One of the book projects for which I have been gathering string for years is a book on disinformation, so I have been following the issue of corporate disinformation and deception in China with great interest.

One of the core questions I have to deal with (both intellectually and as a professional) is whether corporate disinformation is ethical or permissible at any time. Despite Japanese maxims that business is the moral equivalent of war, there are some things that might be acceptable on the battlefield that are less tolerable in the marketplace. In a day of the internet and corporate transparency, I have yet to frame an ethical case for a company to deliberately misinform its publics.

So I was interested in how Agenda Beijing dealt with the issue in its interview with corporate espionage specialist Bruce Wimmer.

[Agenda Beijing:] Would you recommend companies to employ offensive tactics as well?

[Bruce Wimmer:] Yes.  Companies need to be able to detect and neutralize the attacks.  In boxing or martial arts that would mean not just deflecting the attack but countering with attacks that might neutralize the threat.  This could involve passing disinformation, legal actions and working with various government and law enforcement agencies.

I can see Wimmer’s point, and he is not alone in believing that there might be circumstances where passing deliberately incorrect information is acceptable. He wants to use it as a way to catch a thief, and I think it would be an excellent method to throw off competitors.

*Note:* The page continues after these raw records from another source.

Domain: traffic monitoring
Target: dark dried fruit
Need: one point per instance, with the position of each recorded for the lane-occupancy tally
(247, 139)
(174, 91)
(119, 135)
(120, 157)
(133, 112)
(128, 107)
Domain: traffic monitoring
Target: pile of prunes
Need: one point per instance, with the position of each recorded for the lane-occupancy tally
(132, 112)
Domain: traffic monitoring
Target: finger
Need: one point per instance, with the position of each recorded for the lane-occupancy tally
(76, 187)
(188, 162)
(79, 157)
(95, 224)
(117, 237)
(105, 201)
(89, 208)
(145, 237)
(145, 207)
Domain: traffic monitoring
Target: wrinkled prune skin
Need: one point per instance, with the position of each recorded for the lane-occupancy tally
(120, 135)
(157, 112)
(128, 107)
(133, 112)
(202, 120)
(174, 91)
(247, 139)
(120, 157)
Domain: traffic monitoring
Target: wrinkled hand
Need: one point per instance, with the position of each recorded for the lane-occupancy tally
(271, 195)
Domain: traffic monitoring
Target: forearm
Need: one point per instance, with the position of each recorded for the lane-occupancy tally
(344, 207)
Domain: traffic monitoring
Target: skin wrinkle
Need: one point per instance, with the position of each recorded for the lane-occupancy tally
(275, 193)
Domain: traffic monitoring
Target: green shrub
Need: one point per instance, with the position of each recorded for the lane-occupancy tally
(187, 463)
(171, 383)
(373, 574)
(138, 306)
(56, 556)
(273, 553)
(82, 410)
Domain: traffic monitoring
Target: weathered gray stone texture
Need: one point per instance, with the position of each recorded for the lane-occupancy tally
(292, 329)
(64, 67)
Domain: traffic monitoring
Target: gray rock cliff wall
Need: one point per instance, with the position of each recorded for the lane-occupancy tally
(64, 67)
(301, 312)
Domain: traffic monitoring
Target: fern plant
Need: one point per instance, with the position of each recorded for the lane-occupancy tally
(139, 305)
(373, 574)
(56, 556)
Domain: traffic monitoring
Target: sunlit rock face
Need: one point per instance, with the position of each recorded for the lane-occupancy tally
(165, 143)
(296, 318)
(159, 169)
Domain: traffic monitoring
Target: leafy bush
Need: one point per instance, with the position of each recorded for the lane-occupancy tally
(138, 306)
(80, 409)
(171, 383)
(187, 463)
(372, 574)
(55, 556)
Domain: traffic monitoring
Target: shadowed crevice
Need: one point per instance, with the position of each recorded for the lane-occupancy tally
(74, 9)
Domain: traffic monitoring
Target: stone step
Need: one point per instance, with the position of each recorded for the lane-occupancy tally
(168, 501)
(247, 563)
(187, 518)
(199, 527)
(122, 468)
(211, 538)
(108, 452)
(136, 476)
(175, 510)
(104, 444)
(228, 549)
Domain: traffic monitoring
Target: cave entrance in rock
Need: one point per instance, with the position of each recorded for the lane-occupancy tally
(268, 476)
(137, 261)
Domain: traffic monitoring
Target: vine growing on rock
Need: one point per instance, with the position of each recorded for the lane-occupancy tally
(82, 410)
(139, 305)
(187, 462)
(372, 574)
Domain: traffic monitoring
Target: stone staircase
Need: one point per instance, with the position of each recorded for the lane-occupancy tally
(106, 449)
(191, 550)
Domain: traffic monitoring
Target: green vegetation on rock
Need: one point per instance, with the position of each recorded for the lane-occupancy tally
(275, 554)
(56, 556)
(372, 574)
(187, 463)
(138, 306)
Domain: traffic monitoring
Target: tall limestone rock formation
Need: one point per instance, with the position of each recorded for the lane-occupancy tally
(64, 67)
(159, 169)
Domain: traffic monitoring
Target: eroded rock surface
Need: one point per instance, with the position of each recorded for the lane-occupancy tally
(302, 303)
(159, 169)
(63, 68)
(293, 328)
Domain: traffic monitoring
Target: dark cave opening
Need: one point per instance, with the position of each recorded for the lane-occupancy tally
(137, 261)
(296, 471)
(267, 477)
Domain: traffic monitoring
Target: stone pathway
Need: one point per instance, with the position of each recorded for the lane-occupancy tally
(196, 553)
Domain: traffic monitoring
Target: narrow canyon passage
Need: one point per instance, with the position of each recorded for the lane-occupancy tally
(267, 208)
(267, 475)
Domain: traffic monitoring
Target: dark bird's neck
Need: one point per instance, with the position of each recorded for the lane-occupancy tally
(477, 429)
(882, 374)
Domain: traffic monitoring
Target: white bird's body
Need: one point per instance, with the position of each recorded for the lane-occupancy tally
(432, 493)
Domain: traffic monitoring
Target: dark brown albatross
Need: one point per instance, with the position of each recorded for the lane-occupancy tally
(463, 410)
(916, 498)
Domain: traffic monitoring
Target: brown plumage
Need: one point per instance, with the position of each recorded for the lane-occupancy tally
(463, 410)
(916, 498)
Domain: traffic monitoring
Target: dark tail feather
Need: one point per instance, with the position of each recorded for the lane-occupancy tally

But I am not sure if Wimmer has run into the problem I have discovered, which is that once information is passed, it cannot be contained. Even if you were surgical in delivery, ensuring that your intended audiences and nobody else received the initial transmission of that information, that audience would almost certainly pass the information onward. If the disinfo was credible enough to be believed by hackers or your competition, everyone would believe it. The competitor or hacker could pass it onto a credible third party source, who himself could say he got it from a credible source, then everyone would believe it was true. Some examples, neutered to protect the parties in question:

  • Using a proxy, one Chinese dairy allegedly passed on disinformation that the products of a competitor dairy were causing toddlers to grow breasts. The target audience, consumers, reacted perfectly, and the competitor’s sales took a hit. Unfortunately, that information also found its way to authorities, whom upon investigating discovered that the disinformation was false, and the credibility and business of the originating company took a hit;
  • A market leader in a high-tech gets wind that a competitor is planning on introducing a product using an innovative technology. The market leader passes word to that competitor that, in fact, the market leader already has such a product, and is about to launch it. The competitor stops development, but then announces it is doing so because it understands the market leader is planning such a move. The originating company is then left in a quandary: deny the move, and look like a market follower (the impression it had sought to avoid), or confirm it is pursuing the product despite its earlier decision to ignore the technology. (I can count at least three instances of this occurring, and one company that crashed and burned as a result);
  • Motivated by worrying scientific data, Congress is considering legislation that would affect the future of an industry. The industry pays for the development of studies that impugn the original data and the scientists who gathered it, then pass that information to Congressional staffs. The disinformation leaks and is publicly discredited, effectively discrediting the industry and any legitimate case it seeks to make against the legislation.

The lesson is simple and should not be forgotten: disinformation cannot be confined to a single target audience. Every time a company sets out to deceive (however pure the motive), that information will get out. No company or industry can withstand the hit to its credibility and public trust that such a campaign engenders. We are nearing the day when a nation cannot, either.